Otra de las variables en las que se centra el estudio es la disparidad entre los territorios. Los que tienen un mayor porcentaje de problemas de salud mental (PSM) son Ceuta, con un 31,3%, Melilla, con un 29,3%, Murcia, con un 25,2% y Andalucía, con un 24,4%. En estos territorios existe una correlación entre estas cifras y los datos de AROPE, el indicador que mide el riesgo de pobreza o exclusión social.
Ceuta tiene un porcentaje de AROPE del 41,8%, Melilla del 36,7%, Andalucía del 37,5% y Murcia del 30,5%. En el otro extremo de la lista también existen coincidencias claras como País Vasco, con un PSM del 17% y un AROPE del 15,5% y Navarra con un 15,5% del primer indicador y un 17,2% del segundo.
Sin embargo, el nivel de pobreza no es el único factor que puede explicar un aumento de los problemas de salud mental, ya que existen casos que se apartan de esta tendencia.
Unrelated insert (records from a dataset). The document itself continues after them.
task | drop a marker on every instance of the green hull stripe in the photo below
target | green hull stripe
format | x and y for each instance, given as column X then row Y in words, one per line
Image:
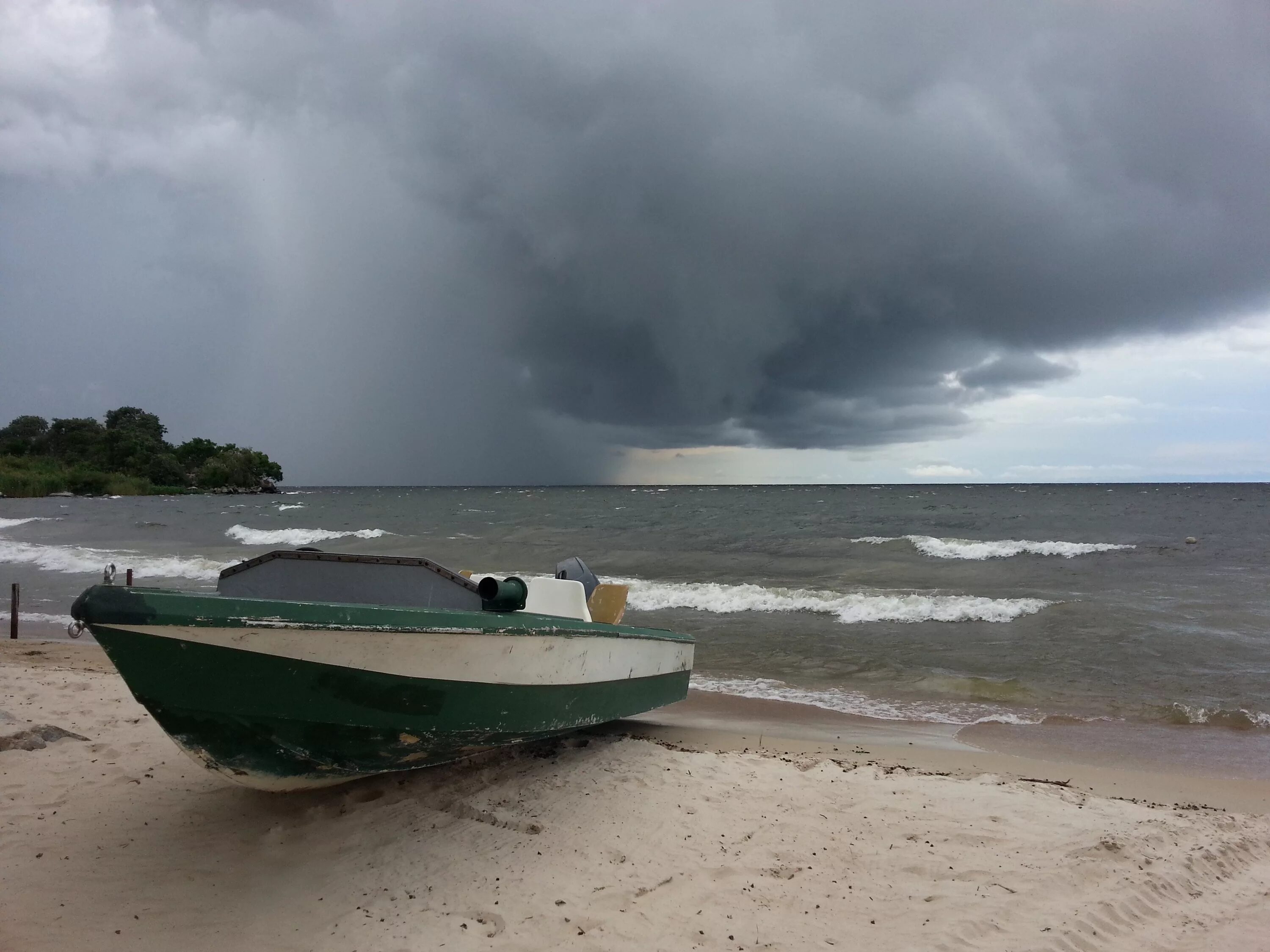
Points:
column 117, row 605
column 261, row 715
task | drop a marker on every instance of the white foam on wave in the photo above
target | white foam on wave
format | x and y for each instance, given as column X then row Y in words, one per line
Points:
column 11, row 523
column 853, row 702
column 84, row 560
column 850, row 608
column 1218, row 716
column 295, row 537
column 999, row 549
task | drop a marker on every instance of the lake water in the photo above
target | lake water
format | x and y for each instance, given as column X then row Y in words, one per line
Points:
column 940, row 603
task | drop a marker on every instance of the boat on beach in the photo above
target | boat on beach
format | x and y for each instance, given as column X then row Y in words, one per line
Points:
column 308, row 669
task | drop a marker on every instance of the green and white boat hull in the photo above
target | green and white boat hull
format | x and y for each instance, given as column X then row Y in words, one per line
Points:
column 290, row 695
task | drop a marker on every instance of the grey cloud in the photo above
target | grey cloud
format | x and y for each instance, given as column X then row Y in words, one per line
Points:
column 478, row 242
column 1008, row 371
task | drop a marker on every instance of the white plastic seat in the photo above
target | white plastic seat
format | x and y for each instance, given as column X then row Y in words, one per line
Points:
column 563, row 598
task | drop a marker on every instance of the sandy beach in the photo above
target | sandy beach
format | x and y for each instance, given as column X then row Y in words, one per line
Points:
column 721, row 823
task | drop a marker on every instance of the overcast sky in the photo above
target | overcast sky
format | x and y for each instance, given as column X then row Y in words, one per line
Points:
column 568, row 242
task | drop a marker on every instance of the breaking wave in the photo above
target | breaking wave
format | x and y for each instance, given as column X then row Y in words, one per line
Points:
column 1239, row 718
column 295, row 537
column 11, row 523
column 1000, row 549
column 849, row 608
column 853, row 702
column 39, row 619
column 84, row 560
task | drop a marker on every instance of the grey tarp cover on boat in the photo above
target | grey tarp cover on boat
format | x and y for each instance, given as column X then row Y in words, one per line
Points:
column 357, row 579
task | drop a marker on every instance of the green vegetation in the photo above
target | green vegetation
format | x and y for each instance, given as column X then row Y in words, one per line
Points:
column 125, row 456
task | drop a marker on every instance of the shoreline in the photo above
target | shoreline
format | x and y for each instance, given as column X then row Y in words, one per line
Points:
column 723, row 723
column 658, row 832
column 1140, row 762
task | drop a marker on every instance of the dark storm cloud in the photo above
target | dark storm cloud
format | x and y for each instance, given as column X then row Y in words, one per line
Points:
column 1014, row 370
column 479, row 242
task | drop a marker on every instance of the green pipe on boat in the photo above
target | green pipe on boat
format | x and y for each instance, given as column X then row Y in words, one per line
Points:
column 506, row 596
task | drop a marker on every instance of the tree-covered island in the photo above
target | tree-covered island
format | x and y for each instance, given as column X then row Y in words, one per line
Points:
column 125, row 456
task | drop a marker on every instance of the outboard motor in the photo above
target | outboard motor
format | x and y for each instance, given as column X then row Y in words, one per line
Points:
column 576, row 570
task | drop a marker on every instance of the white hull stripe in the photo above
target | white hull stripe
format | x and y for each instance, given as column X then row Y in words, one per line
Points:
column 487, row 659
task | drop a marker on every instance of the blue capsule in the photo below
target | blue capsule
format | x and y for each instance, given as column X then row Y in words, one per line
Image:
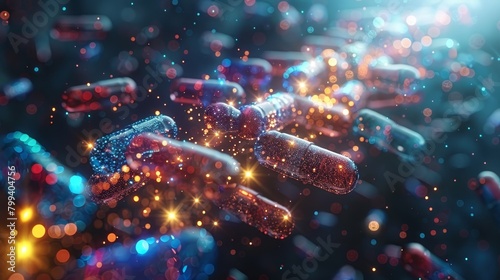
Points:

Es el caso de la Comunidad de Madrid, que teniendo el mismo PSM que Andalucía (24,4%) tiene una tasa de AROPE bastante más baja, del 19,4%.
Aquí entra otra de las variables en las que el Ministerio de Salud lleva meses poniendo el foco: el lugar dónde se vive. En febrero de este año, la ministra Mónica García indicaba que “la salud muchas veces depende de nuestro código postal más que de nuestro código genético” y advertía del impacto que pueden tener en la salud mental factores urbanos como la vivienda, el ruido, la contaminación o la falta de espacios comunitarios.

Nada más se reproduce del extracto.